CNF: Il requisito della condotta irreprensibile vale anche per gli avvocati stabiliti

Anche in materia di iscrizione degli avvocati stabiliti nella Sezione Speciale dell’Albo, per la quale il titolo è costituito esclusivamente dal certificato di iscrizione all’Albo del Paese di provenienza, deve comunque osservarsi il requisito di condotta irreprensibile (già specchiatissima ed illibata) di cui all’art. 17 L. n. 247/2012 (già art. 17 R.D.L. n. 1578/1933) necessario per l’iscrizione negli albi, elenchi e registri, in quanto presupposto a tutela della dignità e del decoro della classe forense (Nel caso di specie, al momento della domanda, il professionista aveva sottaciuto numerosi precedenti penali a suo carico, successivamente scoperti dal COA di appartenenza, che aveva revocato in autotutela l’iscrizione precedentemente deliberata.
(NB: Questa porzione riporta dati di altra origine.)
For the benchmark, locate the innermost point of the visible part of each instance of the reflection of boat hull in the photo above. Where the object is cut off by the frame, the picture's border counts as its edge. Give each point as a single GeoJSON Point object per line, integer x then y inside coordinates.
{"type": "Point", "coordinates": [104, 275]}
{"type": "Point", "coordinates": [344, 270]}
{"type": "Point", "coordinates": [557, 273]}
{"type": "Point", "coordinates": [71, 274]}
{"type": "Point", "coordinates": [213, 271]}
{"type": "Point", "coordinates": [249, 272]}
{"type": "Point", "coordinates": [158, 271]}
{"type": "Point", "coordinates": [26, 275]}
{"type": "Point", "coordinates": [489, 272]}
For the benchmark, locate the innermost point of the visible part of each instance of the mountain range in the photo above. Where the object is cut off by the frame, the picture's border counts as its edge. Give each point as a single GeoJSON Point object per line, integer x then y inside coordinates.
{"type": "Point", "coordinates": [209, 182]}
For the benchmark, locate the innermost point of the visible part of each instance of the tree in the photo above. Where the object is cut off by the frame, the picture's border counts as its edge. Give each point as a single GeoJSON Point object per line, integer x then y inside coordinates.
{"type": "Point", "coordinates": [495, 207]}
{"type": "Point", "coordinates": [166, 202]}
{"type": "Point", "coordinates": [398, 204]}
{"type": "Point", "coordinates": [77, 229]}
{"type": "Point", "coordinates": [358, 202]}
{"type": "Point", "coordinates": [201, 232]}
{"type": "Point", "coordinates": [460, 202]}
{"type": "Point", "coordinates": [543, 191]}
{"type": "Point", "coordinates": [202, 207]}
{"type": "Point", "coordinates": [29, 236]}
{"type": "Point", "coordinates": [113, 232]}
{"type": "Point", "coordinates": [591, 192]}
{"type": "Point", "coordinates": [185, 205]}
Il professionista impugnava quindi al CNF tale ultima delibera, sostenendo che, una volta ottenuta l’iscrizione, la sua revoca potrebbe discendere solo dalla cancellazione dell’Ordine straniero di appartenenza, in thesi escludendosi quindi in capo al COA un qualsiasi potere di accertamento delle regole di condotta deontologica poste a base dell’esercizio della professione. In applicazione del principio di cui in massima, il CNF ha rigettato l’impugnazione).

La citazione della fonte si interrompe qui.